Sunday, April 15, 2012
So Max Payne is a real classic for a number of reasons, though the main innovation it brought into gaming was that bullet time effect. A simple tap of a button and everything slows down. Everything but Payne targeting sight, that is. When there’s enemies coming from all directions, being able to slow them all down and make an impromptu shooting gallery is not just cool-looking; it’s necessary for survival.
On the iPad the game is quite generous with an accurate auto-aim, though the higher difficult levels of Max Payne demand a great deal of precision on the part of the player as well. This is easy to accomplish thanks to some very well-designed virtual controls. Rockstar has already proven they understand virtual buttons with the rather excellent port of Grand Theft Auto 3, but Max Payne takes it to another level entirely – this is an exceedingly comfortable game to play.

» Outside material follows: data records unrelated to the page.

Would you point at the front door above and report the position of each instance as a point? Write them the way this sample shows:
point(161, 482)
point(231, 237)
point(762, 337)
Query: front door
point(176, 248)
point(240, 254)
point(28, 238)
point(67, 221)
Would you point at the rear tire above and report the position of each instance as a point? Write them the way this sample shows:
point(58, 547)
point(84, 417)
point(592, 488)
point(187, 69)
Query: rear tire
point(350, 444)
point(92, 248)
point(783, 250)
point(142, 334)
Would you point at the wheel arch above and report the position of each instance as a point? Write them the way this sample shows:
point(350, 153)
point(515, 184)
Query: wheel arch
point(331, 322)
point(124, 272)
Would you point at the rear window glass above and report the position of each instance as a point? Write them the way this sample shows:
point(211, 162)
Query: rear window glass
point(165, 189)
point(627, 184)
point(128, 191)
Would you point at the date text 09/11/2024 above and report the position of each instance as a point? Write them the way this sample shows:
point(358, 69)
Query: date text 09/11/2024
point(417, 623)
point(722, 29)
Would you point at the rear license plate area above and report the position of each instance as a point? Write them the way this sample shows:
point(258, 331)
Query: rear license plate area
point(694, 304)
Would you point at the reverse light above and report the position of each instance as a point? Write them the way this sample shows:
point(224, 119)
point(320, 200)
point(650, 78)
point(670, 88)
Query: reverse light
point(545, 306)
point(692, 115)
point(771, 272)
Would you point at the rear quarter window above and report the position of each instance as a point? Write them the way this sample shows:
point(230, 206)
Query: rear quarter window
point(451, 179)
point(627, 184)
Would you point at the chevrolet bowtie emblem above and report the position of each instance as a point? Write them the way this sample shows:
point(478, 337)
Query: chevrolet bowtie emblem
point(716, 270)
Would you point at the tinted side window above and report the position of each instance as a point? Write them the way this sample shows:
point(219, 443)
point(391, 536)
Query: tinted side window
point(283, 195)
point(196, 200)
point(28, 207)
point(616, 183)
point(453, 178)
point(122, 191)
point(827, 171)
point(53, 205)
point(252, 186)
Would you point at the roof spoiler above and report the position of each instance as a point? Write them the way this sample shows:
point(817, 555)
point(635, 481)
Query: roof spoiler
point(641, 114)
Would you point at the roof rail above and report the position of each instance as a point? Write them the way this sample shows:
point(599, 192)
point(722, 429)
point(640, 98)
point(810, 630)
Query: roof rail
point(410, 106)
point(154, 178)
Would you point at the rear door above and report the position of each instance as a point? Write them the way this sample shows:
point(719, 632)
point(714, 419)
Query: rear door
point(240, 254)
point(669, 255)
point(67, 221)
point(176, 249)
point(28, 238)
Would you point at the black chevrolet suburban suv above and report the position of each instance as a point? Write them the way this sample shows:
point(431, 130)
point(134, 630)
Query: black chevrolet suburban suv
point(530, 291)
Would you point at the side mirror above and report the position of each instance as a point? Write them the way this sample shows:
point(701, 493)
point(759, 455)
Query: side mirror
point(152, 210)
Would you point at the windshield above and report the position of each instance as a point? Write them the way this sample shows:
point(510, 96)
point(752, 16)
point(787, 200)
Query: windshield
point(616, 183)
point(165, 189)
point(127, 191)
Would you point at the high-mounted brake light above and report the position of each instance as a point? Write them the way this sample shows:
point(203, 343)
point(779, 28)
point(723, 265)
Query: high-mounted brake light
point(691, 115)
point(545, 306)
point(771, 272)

Level design is largely linear, as with most of the games in the genre. Most of the settings of Max Payne consist of tight, enclosed corridors, but there’s a little more interactivity with the environment than we see in most modern games. TVs can be switched on and off, and players need to search health packs as there isn’t any regenerating health here. Unlike modern shooters, there’s also fewer set piece moments. Enemies tend to be encountered in small groups constantly, and as such there’s less of a feeling that the game is simply funnelling players from one “big moment” to another.